In Nederland heeft iedereen het recht van vrije beroepskeuze en het recht op privacy volgens art. 19 lid 3 resp. art. 10 Grondwet (hierna: Gw). In de praktijk wordt regelmatig een inbreuk gemaakt op deze grondrechten in arbeidsovereenkomsten. Het is dan ook niet ongewoon dat een werkgever in de arbeidsovereenkomst een nevenwerkzaamhedenbeding opneemt. De werkgever stelt dan een arbeidsovereenkomst op met een bepaling waarin vermeld staat dat de werknemer geen andere werkzaamheden mag verrichten dan bij de huidige werkgever. Hier zien we in de praktijk strenge varianten van, maar ook mildere. In beginsel is dit natuurlijk toegestaan, gezien het feit dat we in Nederland contractsvrijheid en partijautonomie hoog in het vaandel hebben staan. Moeten er misschien toch grenzen worden gesteld aan het gebruik van een nevenwerkzaamheden beding? Is het nevenwerkzaamhedenbeding het onderbelichte zusje van het concurrentiebeding?

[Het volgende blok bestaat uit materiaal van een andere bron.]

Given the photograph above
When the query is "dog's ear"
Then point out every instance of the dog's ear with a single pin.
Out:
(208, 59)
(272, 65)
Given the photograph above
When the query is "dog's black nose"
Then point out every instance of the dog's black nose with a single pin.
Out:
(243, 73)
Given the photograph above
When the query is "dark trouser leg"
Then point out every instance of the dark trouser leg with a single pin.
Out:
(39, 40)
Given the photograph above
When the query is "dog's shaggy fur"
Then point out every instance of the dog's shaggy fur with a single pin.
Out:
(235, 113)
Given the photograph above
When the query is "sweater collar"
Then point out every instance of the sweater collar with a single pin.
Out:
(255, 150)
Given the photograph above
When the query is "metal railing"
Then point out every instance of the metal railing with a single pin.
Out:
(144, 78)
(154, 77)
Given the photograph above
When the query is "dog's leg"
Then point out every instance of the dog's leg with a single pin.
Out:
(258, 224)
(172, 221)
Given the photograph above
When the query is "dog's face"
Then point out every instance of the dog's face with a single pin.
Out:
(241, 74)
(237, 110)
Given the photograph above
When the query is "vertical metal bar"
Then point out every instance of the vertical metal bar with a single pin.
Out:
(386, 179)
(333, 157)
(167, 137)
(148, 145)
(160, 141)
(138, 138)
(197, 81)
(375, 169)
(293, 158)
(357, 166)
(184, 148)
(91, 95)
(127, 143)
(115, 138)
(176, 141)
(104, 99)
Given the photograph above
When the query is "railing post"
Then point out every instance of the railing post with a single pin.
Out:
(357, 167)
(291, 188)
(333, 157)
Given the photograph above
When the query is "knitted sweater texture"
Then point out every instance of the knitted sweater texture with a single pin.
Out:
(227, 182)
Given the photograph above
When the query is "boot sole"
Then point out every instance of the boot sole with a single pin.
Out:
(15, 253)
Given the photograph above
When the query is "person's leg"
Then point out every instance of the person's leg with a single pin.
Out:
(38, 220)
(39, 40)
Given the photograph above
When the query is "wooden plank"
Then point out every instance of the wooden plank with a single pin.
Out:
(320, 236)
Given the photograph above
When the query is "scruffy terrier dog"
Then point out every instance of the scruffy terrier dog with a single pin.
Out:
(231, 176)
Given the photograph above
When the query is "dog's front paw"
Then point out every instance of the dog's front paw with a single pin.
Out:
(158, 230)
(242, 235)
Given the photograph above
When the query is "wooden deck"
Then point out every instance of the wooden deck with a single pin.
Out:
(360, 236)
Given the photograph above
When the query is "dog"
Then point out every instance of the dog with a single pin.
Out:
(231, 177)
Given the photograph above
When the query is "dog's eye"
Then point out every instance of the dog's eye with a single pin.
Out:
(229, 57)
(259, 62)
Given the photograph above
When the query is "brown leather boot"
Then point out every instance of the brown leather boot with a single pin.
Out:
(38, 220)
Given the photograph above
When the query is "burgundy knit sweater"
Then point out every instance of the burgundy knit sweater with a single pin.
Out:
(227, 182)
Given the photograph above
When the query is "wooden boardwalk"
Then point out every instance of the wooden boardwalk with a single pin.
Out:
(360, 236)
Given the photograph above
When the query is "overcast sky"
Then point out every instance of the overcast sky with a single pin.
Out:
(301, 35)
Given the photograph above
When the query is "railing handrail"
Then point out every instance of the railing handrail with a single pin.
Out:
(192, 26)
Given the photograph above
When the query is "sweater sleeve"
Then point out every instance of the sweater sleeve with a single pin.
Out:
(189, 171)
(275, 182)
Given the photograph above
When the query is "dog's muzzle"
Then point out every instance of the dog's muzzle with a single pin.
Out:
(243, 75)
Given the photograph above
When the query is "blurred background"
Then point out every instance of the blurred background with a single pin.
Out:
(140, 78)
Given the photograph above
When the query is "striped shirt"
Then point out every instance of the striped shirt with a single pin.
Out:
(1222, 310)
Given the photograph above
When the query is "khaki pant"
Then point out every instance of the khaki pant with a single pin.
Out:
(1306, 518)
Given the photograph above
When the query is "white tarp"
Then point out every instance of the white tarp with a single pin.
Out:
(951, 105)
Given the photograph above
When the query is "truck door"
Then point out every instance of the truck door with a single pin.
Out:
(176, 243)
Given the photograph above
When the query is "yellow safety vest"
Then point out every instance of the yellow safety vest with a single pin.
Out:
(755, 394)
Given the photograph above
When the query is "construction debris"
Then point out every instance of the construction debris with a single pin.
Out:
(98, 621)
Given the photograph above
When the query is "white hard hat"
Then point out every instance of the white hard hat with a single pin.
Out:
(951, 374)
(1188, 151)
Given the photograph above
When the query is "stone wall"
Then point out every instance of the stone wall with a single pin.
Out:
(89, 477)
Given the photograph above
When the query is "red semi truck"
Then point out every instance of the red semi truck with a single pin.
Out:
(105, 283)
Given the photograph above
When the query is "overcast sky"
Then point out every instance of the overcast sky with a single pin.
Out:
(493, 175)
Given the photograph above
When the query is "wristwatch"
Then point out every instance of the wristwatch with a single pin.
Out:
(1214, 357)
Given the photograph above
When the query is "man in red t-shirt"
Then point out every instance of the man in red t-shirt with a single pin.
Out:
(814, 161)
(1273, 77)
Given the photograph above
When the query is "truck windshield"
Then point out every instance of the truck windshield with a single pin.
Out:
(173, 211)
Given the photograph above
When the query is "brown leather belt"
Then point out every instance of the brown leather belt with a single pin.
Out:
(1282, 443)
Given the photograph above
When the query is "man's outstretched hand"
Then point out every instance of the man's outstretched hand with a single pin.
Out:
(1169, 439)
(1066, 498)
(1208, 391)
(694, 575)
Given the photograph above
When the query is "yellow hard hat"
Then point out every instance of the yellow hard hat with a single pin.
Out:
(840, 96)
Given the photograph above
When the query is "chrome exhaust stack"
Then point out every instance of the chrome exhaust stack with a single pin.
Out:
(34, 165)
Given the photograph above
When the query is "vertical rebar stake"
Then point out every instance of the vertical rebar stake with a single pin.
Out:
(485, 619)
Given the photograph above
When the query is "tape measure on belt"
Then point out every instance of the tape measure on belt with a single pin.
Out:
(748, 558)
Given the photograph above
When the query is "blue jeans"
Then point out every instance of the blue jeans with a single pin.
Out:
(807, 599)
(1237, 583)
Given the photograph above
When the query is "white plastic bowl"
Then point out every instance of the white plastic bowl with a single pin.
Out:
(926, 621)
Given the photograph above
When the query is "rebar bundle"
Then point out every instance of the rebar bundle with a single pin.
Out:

Goed werknemerschap en de informatieplicht

Allereerst is het belangrijk om vast te stellen dat het aan een werknemer ook zonder een nevenwerkzaamhedenbeding niet volledig vrij staat andere werkzaamheden te verrichten dan die bij zijn, noem het, ‘primaire werkgever’. De werknemer zal allereerst namelijk moeten voldoen aan de open norm van goed werknemerschap die volgt uit art. 7:611 BW. Dit leerstuk wordt beheerst door de eisen van redelijkheid en billijkheid, ex. art. 6:248 BW. Uit rechtspraak is gebleken dat uit deze redelijkheid en billijkheid voortvloeit dat de werknemer een meldplicht heeft tegenover de werkgever indien hij nevenactiviteiten verricht.[i] Het schenden van deze meldplicht hoeft overigens niet noodzakelijk te leiden tot ontslag op staande voet. Het enkele feit dat een werknemer andere werkzaamheden verricht is niet voldoende. Het bedrijfsbelang moet op enigerlei wijze wel geschaad worden.[ii] Of deze nevenwerkzaamheden leiden tot ontslag zal moeten blijken uit de aard van nevenwerkzaamheden, alsmede de omvang en het karakter.[iii] De informatieplicht volgt dus uit goed werknemerschap en rechtspraak, maar daarnaast volgt deze ook uit art. 5:15 lid 6 Arbeidstijdenwet: ‘De werknemer die bij meer dan één werkgever arbeid verricht, verstrekt aan ieder van die werkgevers uit eigen beweging tijdig de voor de naleving van deze wet en de daarop berustende bepalingen nodige inlichtingen betreffende zijn arbeid.’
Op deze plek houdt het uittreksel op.